A broad understanding of how disease, loss, suffering and new medical diagnoses affect us is crucial to tackling the world’s health challenges. By developing the radically interdisciplinary research in the medical humanities and biomedicine, LiU can contribute perspectives that are currently lacking.

Porträtt av Kristin Zeiler, professor och föreståndare för Centrum för medicinsk humaniora och bioetik

This knowledge can be useful in everything from individual patient meetings to major societal decisions. Professor Kristin Zeiler is director of the Centre for Medical Humanities and Bioethics (CMHB) at LiU. Here, researchers examine different experiences of health and disease, how medical diagnoses affect us, healthcare assessment and treatment of patients, etc.

Kristin Zeiler also leads a large interdisciplinary project on post-COVID syndrome:

“This requires radical interdisciplinary research, combining theories and methods from research fields that are usually far apart. An empirical philosophical analysis can show how extreme fatigue in post-COVID syndrome profoundly changes the patient’s experience of themselves, their environment and their scope for action. We combine this kind of investigation with biomedical perspectives such as neuroradiology, which examines the human brain in a measurable way. My hope is that we will understand post-COVID better and that this can improve patient assessment and treatment.”

The health impact of the global climate crisis – in the form of intense heat waves, rising sea levels that destroy people’s homes and increased spread of insect-borne diseases – is another challenge that requires broad understanding and interdisciplinary collaboration.

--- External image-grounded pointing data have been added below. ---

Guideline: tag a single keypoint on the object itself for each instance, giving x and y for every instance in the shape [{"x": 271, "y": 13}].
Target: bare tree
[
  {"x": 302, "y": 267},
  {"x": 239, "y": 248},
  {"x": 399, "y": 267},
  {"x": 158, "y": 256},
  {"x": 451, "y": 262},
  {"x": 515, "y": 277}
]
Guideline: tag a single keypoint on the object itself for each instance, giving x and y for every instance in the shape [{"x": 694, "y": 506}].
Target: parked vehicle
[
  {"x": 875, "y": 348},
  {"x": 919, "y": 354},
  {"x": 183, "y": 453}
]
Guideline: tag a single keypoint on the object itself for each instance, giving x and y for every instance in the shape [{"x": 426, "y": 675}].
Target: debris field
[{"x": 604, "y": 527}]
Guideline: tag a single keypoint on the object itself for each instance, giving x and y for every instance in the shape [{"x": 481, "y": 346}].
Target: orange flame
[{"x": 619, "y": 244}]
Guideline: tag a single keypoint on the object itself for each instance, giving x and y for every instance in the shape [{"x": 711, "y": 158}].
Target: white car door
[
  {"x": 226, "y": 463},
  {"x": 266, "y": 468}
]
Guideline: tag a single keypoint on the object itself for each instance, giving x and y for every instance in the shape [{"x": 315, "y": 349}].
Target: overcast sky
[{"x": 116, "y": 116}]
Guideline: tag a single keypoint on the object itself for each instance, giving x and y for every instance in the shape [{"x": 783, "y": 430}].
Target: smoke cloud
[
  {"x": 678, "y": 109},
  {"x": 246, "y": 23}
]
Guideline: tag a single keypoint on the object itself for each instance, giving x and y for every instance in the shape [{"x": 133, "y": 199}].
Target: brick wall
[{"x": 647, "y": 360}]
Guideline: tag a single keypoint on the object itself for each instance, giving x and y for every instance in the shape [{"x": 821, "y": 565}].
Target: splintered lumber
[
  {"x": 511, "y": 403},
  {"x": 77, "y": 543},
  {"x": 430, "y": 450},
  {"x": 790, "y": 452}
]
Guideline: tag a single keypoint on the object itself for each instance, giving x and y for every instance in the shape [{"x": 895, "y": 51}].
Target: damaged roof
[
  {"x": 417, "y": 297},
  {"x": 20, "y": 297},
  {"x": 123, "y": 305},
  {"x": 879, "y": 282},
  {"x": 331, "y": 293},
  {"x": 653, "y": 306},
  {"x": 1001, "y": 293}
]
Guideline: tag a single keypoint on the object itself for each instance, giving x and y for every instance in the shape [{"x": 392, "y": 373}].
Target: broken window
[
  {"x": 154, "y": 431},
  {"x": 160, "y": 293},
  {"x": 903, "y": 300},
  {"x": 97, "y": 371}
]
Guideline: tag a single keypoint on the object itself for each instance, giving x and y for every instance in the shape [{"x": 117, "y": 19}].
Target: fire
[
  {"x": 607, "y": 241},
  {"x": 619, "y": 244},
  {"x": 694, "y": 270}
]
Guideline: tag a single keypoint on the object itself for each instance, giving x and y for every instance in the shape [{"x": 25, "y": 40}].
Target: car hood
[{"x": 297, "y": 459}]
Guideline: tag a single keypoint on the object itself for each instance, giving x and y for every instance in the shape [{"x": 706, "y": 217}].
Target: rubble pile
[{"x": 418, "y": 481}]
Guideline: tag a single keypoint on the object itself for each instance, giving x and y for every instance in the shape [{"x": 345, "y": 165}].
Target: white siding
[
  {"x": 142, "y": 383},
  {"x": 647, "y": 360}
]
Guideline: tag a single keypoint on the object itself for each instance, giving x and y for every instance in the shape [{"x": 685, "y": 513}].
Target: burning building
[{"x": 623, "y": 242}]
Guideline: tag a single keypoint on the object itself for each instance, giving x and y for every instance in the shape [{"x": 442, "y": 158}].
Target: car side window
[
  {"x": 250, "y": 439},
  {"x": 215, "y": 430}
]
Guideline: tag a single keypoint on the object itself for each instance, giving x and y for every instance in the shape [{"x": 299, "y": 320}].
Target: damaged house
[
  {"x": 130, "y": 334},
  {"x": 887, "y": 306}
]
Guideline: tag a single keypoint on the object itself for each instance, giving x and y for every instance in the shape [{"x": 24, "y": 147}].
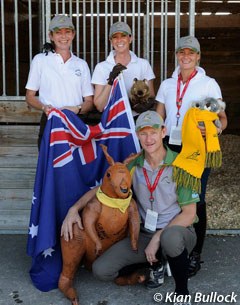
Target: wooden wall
[{"x": 18, "y": 159}]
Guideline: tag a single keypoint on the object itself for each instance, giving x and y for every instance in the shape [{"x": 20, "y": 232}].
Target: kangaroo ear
[
  {"x": 130, "y": 158},
  {"x": 108, "y": 157}
]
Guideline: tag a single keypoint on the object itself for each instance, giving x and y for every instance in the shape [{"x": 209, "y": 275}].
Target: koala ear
[{"x": 222, "y": 105}]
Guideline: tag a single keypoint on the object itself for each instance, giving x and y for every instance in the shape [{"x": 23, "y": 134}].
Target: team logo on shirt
[{"x": 78, "y": 72}]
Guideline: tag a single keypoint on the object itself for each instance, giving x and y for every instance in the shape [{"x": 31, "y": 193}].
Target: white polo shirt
[
  {"x": 199, "y": 88},
  {"x": 138, "y": 67},
  {"x": 60, "y": 84}
]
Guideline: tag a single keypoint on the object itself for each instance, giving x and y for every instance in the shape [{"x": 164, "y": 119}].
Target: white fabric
[
  {"x": 138, "y": 67},
  {"x": 165, "y": 203},
  {"x": 199, "y": 88},
  {"x": 60, "y": 84}
]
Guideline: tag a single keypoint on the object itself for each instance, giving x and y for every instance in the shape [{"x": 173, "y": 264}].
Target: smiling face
[
  {"x": 187, "y": 59},
  {"x": 62, "y": 39},
  {"x": 121, "y": 42},
  {"x": 151, "y": 139}
]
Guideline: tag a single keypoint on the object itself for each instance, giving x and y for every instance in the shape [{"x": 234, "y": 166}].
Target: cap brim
[
  {"x": 188, "y": 47},
  {"x": 123, "y": 32},
  {"x": 155, "y": 126}
]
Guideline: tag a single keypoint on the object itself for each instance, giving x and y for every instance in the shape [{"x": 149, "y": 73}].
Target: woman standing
[
  {"x": 189, "y": 83},
  {"x": 62, "y": 79},
  {"x": 120, "y": 59}
]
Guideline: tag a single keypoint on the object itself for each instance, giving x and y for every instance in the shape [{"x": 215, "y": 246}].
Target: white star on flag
[{"x": 33, "y": 230}]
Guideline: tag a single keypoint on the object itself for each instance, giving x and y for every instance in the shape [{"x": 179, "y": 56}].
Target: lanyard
[
  {"x": 152, "y": 188},
  {"x": 180, "y": 97}
]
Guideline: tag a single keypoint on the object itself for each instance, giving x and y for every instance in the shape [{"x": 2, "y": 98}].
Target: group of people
[{"x": 175, "y": 215}]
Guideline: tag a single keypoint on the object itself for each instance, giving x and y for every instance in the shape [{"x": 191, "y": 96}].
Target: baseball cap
[
  {"x": 189, "y": 42},
  {"x": 60, "y": 22},
  {"x": 120, "y": 27},
  {"x": 149, "y": 119}
]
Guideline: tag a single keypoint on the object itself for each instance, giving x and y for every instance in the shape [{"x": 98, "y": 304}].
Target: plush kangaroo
[{"x": 104, "y": 224}]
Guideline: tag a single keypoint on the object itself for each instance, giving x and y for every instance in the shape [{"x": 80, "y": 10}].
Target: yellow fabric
[
  {"x": 117, "y": 203},
  {"x": 196, "y": 153}
]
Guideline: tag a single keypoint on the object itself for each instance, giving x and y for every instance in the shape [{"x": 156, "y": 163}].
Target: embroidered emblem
[
  {"x": 78, "y": 72},
  {"x": 194, "y": 155}
]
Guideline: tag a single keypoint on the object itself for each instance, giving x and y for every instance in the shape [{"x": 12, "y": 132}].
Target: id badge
[
  {"x": 175, "y": 136},
  {"x": 151, "y": 220}
]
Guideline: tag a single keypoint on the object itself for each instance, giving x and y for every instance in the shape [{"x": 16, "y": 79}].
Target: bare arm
[
  {"x": 161, "y": 110},
  {"x": 73, "y": 215},
  {"x": 86, "y": 106},
  {"x": 101, "y": 96},
  {"x": 185, "y": 219},
  {"x": 34, "y": 102}
]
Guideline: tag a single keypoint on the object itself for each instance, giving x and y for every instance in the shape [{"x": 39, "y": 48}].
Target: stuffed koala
[
  {"x": 213, "y": 105},
  {"x": 139, "y": 97}
]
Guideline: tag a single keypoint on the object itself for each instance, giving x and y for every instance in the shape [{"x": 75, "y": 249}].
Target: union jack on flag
[{"x": 70, "y": 163}]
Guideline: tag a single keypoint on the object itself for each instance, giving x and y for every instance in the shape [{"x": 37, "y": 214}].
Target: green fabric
[{"x": 184, "y": 195}]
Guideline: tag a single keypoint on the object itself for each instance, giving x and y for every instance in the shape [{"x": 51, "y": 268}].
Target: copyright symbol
[{"x": 157, "y": 297}]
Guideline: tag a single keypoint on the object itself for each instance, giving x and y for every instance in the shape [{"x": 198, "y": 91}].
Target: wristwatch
[{"x": 79, "y": 109}]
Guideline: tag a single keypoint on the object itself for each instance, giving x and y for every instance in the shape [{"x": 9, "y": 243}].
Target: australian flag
[{"x": 70, "y": 163}]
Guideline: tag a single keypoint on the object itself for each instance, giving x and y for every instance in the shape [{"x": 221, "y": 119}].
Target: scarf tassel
[
  {"x": 213, "y": 159},
  {"x": 184, "y": 179}
]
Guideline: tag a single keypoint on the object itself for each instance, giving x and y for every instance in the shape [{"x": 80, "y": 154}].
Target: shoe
[
  {"x": 156, "y": 277},
  {"x": 194, "y": 264}
]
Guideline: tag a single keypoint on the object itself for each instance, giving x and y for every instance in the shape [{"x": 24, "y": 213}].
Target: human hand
[
  {"x": 67, "y": 225},
  {"x": 152, "y": 249},
  {"x": 74, "y": 109},
  {"x": 98, "y": 248},
  {"x": 47, "y": 108},
  {"x": 117, "y": 69}
]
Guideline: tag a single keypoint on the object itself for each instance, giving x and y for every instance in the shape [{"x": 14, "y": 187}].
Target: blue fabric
[{"x": 70, "y": 163}]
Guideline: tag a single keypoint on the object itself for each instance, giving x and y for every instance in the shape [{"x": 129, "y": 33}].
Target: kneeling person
[{"x": 167, "y": 213}]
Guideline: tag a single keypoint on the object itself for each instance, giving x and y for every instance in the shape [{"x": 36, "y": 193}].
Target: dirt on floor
[{"x": 223, "y": 200}]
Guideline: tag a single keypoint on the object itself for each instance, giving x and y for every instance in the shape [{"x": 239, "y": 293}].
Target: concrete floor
[{"x": 220, "y": 273}]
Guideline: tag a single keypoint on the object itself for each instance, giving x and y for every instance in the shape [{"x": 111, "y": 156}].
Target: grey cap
[
  {"x": 149, "y": 119},
  {"x": 189, "y": 42},
  {"x": 120, "y": 27},
  {"x": 60, "y": 22}
]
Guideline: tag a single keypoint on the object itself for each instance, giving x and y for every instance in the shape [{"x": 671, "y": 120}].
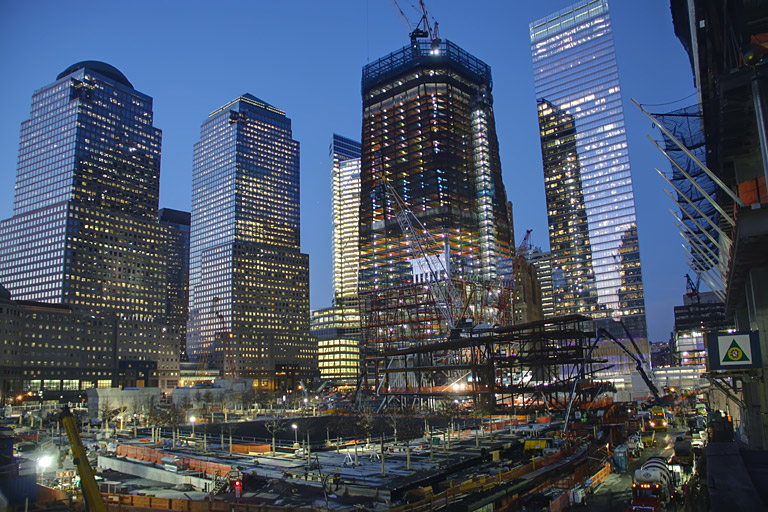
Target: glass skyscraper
[
  {"x": 345, "y": 193},
  {"x": 177, "y": 286},
  {"x": 249, "y": 281},
  {"x": 84, "y": 230},
  {"x": 595, "y": 258},
  {"x": 337, "y": 328},
  {"x": 429, "y": 130}
]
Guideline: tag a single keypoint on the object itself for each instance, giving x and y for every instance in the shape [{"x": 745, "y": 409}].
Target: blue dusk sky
[{"x": 306, "y": 57}]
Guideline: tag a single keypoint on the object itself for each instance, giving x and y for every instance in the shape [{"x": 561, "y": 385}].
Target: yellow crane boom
[{"x": 91, "y": 494}]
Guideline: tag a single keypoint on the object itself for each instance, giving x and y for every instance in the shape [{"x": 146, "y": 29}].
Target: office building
[
  {"x": 84, "y": 230},
  {"x": 428, "y": 131},
  {"x": 345, "y": 193},
  {"x": 249, "y": 281},
  {"x": 177, "y": 287},
  {"x": 541, "y": 260},
  {"x": 595, "y": 260},
  {"x": 337, "y": 330}
]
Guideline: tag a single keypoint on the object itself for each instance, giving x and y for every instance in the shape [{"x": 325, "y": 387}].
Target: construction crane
[
  {"x": 93, "y": 500},
  {"x": 442, "y": 290},
  {"x": 230, "y": 368},
  {"x": 691, "y": 288},
  {"x": 423, "y": 29},
  {"x": 505, "y": 290},
  {"x": 635, "y": 356}
]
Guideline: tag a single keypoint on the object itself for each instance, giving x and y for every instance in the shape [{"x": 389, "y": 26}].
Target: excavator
[
  {"x": 91, "y": 495},
  {"x": 635, "y": 356}
]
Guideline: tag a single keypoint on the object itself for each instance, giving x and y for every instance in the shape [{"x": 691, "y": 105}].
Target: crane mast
[{"x": 442, "y": 290}]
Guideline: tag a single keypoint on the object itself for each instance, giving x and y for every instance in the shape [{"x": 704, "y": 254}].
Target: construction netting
[{"x": 686, "y": 125}]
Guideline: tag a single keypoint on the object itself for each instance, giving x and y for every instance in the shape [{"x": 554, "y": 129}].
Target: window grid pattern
[
  {"x": 249, "y": 282},
  {"x": 575, "y": 74}
]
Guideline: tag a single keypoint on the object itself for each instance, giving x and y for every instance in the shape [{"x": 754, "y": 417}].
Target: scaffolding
[{"x": 527, "y": 367}]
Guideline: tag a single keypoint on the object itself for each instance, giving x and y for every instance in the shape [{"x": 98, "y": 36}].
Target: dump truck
[
  {"x": 658, "y": 419},
  {"x": 683, "y": 451},
  {"x": 652, "y": 486}
]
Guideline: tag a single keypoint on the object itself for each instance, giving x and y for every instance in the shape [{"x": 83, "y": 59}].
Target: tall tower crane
[
  {"x": 442, "y": 290},
  {"x": 423, "y": 29},
  {"x": 691, "y": 288}
]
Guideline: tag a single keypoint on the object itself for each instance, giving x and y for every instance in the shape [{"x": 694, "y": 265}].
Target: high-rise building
[
  {"x": 429, "y": 131},
  {"x": 337, "y": 328},
  {"x": 84, "y": 231},
  {"x": 177, "y": 286},
  {"x": 541, "y": 260},
  {"x": 249, "y": 281},
  {"x": 345, "y": 193},
  {"x": 595, "y": 259}
]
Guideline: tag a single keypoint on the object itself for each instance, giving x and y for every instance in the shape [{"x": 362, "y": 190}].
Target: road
[{"x": 615, "y": 493}]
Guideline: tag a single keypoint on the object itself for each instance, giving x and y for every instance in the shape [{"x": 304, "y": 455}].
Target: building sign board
[{"x": 733, "y": 350}]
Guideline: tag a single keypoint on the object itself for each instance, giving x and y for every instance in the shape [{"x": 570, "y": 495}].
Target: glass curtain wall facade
[
  {"x": 84, "y": 231},
  {"x": 177, "y": 302},
  {"x": 345, "y": 193},
  {"x": 249, "y": 281},
  {"x": 595, "y": 257},
  {"x": 429, "y": 129}
]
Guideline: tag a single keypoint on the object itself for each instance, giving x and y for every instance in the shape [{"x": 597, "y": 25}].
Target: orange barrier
[
  {"x": 443, "y": 499},
  {"x": 601, "y": 475},
  {"x": 247, "y": 449},
  {"x": 155, "y": 456},
  {"x": 128, "y": 503},
  {"x": 753, "y": 191}
]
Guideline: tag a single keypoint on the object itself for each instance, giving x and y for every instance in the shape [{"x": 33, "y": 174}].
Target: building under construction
[{"x": 530, "y": 367}]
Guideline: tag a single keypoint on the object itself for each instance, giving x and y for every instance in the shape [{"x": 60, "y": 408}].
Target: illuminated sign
[{"x": 733, "y": 351}]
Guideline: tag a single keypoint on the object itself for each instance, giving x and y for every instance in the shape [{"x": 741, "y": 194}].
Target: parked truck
[
  {"x": 658, "y": 419},
  {"x": 652, "y": 486},
  {"x": 683, "y": 450}
]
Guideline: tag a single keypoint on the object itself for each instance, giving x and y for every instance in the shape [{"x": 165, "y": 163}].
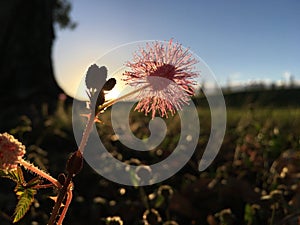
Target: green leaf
[
  {"x": 15, "y": 175},
  {"x": 25, "y": 197}
]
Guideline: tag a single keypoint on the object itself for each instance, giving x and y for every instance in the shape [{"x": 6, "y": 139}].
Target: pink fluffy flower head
[
  {"x": 166, "y": 71},
  {"x": 11, "y": 152}
]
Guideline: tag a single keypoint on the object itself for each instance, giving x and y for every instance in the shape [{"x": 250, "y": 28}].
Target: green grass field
[{"x": 254, "y": 180}]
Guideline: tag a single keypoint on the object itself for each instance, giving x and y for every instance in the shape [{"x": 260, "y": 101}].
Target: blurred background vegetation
[{"x": 254, "y": 179}]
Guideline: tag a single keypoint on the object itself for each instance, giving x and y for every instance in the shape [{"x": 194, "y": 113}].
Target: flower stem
[
  {"x": 113, "y": 101},
  {"x": 40, "y": 172},
  {"x": 67, "y": 204},
  {"x": 60, "y": 198}
]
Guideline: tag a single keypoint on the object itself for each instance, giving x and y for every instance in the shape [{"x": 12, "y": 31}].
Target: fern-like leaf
[
  {"x": 15, "y": 175},
  {"x": 25, "y": 197}
]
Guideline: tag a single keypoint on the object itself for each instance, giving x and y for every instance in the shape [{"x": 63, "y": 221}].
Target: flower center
[{"x": 166, "y": 71}]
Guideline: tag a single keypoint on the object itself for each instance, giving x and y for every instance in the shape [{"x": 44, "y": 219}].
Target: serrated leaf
[
  {"x": 25, "y": 197},
  {"x": 15, "y": 175}
]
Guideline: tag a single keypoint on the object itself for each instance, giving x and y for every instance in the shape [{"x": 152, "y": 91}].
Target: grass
[{"x": 254, "y": 179}]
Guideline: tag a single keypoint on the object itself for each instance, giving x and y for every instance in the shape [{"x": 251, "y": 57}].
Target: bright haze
[{"x": 241, "y": 41}]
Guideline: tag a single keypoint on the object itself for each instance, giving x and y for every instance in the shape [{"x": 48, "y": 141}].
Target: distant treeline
[{"x": 287, "y": 97}]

“We are constantly working to strengthen and further develop interdisciplinary collaborations that enable us to meet health challenges, both now and in the future,” says Kristin Zeiler.

What we want to enable

With your support, we can recruit senior researchers with different specialisations: one at the intersection of medical humanities and biomedicine, one in environmental humanities and medical humanities,
and one in medical humanities with a focus on new medical technology development. We can also establish an international Early Research Career Programme for doctoral students and postdocs (researchers who are recent PhD graduates at the beginning of their careers).